Every one of us on staff here could tell you many stories about people whose plans changed and whose dreams became bigger or different because of their liberal education. It is not that we set out to derail you; we do not set out to attack your dreams or disrupt your plans. But you must know that there is something in liberal arts, in this kind of education, that will push and test and try every thing you bring here. Some of you, perhaps many, will resist that pushing and testing and you will deeply desire the safety of certain plans, of a major that leads to a known career. Some of you will seek refuge in safe options and a few of you will earn your badges in the ranks of the reality police.

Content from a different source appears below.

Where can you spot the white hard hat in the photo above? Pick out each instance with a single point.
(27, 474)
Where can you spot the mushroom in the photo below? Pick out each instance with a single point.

But for others of you, you will hear in a song or poem or problem, in a lecture or lab, in an ancient text or in a computer discussion group, something that calls you beyond the western seas that bathe the stars. You will spend your spring break in Jamaica instead of Vail, you may change your major, you may volunteer to build a house; one Thursday night you may read a book instead of party. And somewhere in this process you will make that discovery that changes your mind and your life, you will come to the insight that re-defines all that you have been and foreshadows what you will become, and your dreams and your life will converge. You will know the truth of Elizabeth Sewell's poem to Orpheus when she wrote,
"And Orpheus, descending, undoes the curse
That splits us into prose or verse
And, shaping, finds a universe.'
When you know the Orphic truth, when you can dance to the lyre and a song that calls the world into being, when you are able to overcome the prose/verse disjunctions of expectations, when you can lead Eurydice free out of the box-cave of ignorance, then with Ulysses, you will be ready "to follow knowledge like a sinking star, Beyond the utmost bound of human thought."
I still think about the girl who cried in my office about her B. She may have been the saddest student I have ever taught. She had been so programmed to perfection that she could never learn. She could never take chances, could never think outside the box. And I don't think she ever said Yeehaw. What a waste.
"Come, my friends
'Tis not too late to seek a newer world."